The financial world was rocked yesterday after an almost flawless start to the year when over $1 trillion in US stocks disappeared from the market. The biggest one-day loss for a stock in stock market history was experienced by AI powerhouse NVIDIA (NASDAQ:NVDA), which fell roughly 17%, or around $500 billion in market capitalisation.


The controversy followed reports that the most recent model from Chinese AI startup DeepSeek had created an affordable, high-performing solution for AI processing, casting doubt on the high valuations of prominent AI tech firms.

With the iShares STOXX Europe 600 Technology UCITS (ETR:SX8PEX) down an additional 5.2%, European stocks were also plunging.

However, when the selloff comes to an end, investors' primary concern is whether now is the perfect time to purchase the dip or whether DeepSeek's concerns are warranted. You can check out the Nasdaq futures forum here or post your thoughts in the article's comments area.

One thing is certain, even though the jury is still out: it is never the greatest idea to withdraw all of your money from the market and flee as a frightened response to the selloff.

That does not, however, imply that you should do nothing and watch as your investments decline at the risk of losing a sizable portion of their initial gains.

Having the right amount of risk exposure in your portfolio is still the most reliable way to build wealth over the long run, regardless of whether you think this dip will be bought as soon as the market opens or that it is the beginning of something much bigger.


To be fair, if you haven't already, it was past time to decrease the risk exposure in portfolios prior to this selloff because volatility was a sitting duck and the market has been bouncing about all-time highs for a while.

This is where your long-term wealth development strategies can be totally transformed by InvestingPro's exceptional portfolio of solutions, which are often only accessible to professional investors.

We can help you identify defensive ideas in the market, as well as from the news and financial metrics perspectives. As part of our New Year's promotion, check out InvestingPro here for less than $7 per month.

For guidance on how to fare in this volatile time, you can consult InvestingPro in the following ways:

The Most Undervalued Stocks

Here, users of InvestingPro may view all of the market's cheapest stocks based on their most recent financial measures. When the market is this pricey, being positioned at these stocks can mean the difference between staying stable and plummeting like a rock during a selloff. Additionally, this can be a fantastic chance to purchase high-growth brands at a reduced price.

Most Expensive Stocks:

Examine this list to determine whether you own any extremely overpriced stocks, as these have a tendency to decline more quickly when the market is collapsing.

Positive News:

As soon as the big Wall Street analysts' reports are released, be abreast of what they have to say about the stocks you own. Bernstein, for example, defended the Munters Group (ST:MTRS) valuation of the Swedish AI giant this morning, which caused the stock to rise.

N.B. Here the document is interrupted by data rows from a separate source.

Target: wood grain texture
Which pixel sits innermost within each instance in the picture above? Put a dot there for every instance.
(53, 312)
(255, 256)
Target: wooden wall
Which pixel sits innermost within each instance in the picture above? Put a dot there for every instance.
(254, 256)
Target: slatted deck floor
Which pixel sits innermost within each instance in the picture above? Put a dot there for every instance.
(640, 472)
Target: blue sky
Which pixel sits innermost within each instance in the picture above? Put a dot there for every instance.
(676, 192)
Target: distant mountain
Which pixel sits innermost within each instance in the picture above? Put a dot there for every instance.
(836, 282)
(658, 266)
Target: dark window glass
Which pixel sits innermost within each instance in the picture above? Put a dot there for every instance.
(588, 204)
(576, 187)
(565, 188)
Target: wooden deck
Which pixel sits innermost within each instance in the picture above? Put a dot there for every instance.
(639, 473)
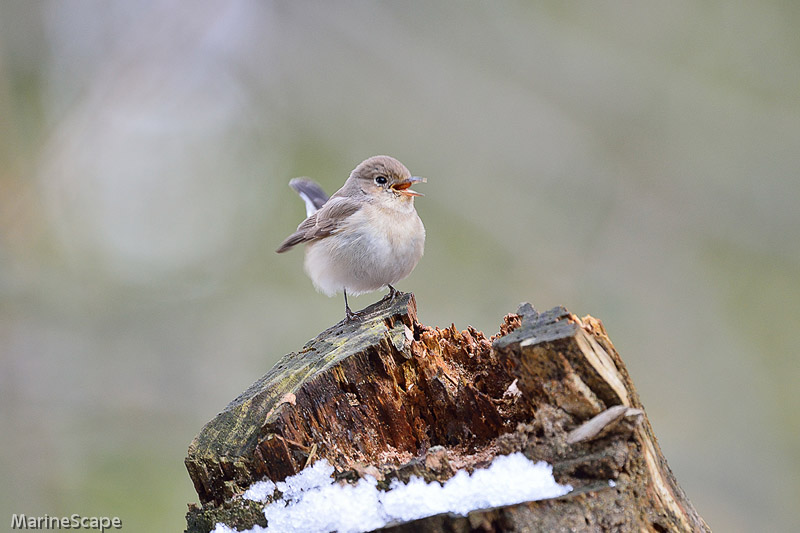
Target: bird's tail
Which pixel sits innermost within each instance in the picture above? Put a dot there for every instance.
(311, 193)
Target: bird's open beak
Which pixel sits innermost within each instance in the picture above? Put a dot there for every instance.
(402, 187)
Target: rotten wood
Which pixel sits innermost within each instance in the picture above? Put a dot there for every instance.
(390, 397)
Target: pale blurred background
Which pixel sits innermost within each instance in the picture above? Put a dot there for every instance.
(637, 161)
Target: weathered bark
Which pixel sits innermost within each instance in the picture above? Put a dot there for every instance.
(394, 398)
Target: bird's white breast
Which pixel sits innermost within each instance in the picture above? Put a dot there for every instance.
(380, 244)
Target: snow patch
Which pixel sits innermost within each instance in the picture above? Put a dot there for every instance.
(312, 502)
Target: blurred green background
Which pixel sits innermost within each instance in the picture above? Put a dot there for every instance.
(637, 161)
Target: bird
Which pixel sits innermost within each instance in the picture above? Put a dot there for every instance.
(367, 236)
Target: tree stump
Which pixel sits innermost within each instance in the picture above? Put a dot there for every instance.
(394, 398)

In fact, Cantor analysts have gone so far as to state that "DeepSeek is'very bullish' for Nvidia, not bearish."

Screener for stocks:

Chinese technology is one of the many industries that is being sold off; it is not only cheap, but it is also making headlines. Are you aware of the names that are driving the market? For further inspiration, look through this screener of tech pioneers.

ProPicks AI:

Check out our low-risk AI-powered stock selections, such Top Value Stocks, if you want to reduce your exposure to risk. This approach beat the S&P 500 by 9% last year, despite having a mid-to-low risk/return proposition. With investments in companies like Builders FirstSource (+17.8% this month) and Insight Enterprises (NASDAQ:NSIT) (+14.5% this month), among others, Top Value has actually risen an impressive 5.9% in January alone.

Increase Geographic Diversification:

US stocks had been the most expensive relative to European stocks for over 35 years before today's selloff. Such divergencies frequently occur before a shift in narrative, with fat gains for those who can identify high-value contrarian investments, even though the outperformance may last for years.

Since the beginning of this year, InvestingPro members have had access to our worldwide strategies, which include options like:

In January, SemCNS Co Ltd (KQ:252990) (Korea) had a 30% increase.
Italy's Iveco NV (BIT:IVG): +20% in January.
In January, G2 Goldfields (TSX:GTWO) (Canada) saw an increase of 22.2%.
In January, Banco de Sabadell (OTC:BNDSY) (BME:SABE) grew by 16.9% in Spain.


The bottom line


It would be foolish to focus too much on the DeepSeek news at this time. This selloff may turn out to be a great chance to locate the correct stocks at a discount if you have a steady long-term strategy based on names that have been thoroughly examined and are known to generate value.